According to the Kommersant newspaper, in 1999, during the Second Chechen War, Keligov organized a military operation against Chechen terrorists who had taken his brother, Magomed Keligov, hostage. The operation resulted in the release of the hostages and the elimination of militant group and its leader.

In 1994-2000 (according to other sources - in 1993) he served as the vice-president of "Lukoil-International".

From April 2000 to February 2001 Keligov served as the Deputy Head of the Administration of the Nenets Autonomous District.

From 2001 to 2002 he served as the chief federal inspector of the Plenipotentiary Representative of the President of the Russian Federation in the Republic of Ingushetia, then as the deputy presidential envoy in the Southern Federal District.

In 2002, there was a plot to assassinate Musa Keligov.

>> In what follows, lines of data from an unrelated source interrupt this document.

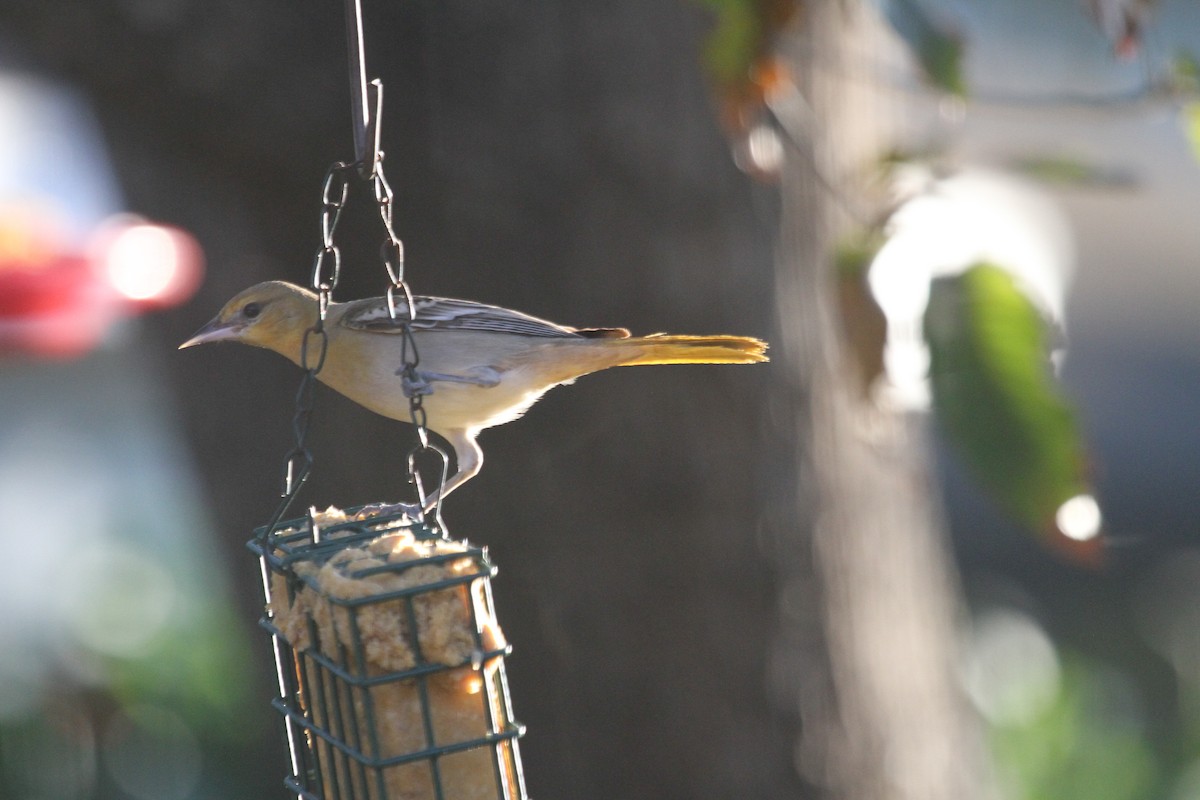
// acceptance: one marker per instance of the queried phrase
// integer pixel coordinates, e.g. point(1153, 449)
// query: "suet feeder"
point(390, 661)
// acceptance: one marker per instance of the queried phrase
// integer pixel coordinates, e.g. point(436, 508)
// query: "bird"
point(478, 365)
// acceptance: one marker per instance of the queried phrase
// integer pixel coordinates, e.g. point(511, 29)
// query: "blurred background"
point(807, 579)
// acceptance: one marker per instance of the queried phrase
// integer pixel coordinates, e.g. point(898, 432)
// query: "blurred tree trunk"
point(562, 158)
point(881, 711)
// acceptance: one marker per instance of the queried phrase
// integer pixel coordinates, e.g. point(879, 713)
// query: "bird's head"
point(274, 316)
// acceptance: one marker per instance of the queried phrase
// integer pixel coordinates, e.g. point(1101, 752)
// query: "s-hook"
point(366, 97)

The attempt fell through, and one of the intermediaries between the people who ordered the assassination and the killer was caught.

Since 2004 Keligov has served as president of the "Ingrosso" company.

In 2010 he was elected a member of the Federation Council of the People's Assembly of the Republic of Ingushetia.

==Criticism==
Musa Keligov has been criticized for his assistance to Murat Zyazikov in Ingushetia's presidential elections. Keligov himself named the promotion of Zyazikov "the greatest sin" in his life.>

==Personal life==
Keligov is married and has four children.

==Awards==
For participation in combat operations in Afghanistan Musa Keligov was awarded the Order of the Red Star and the Medal "For Courage".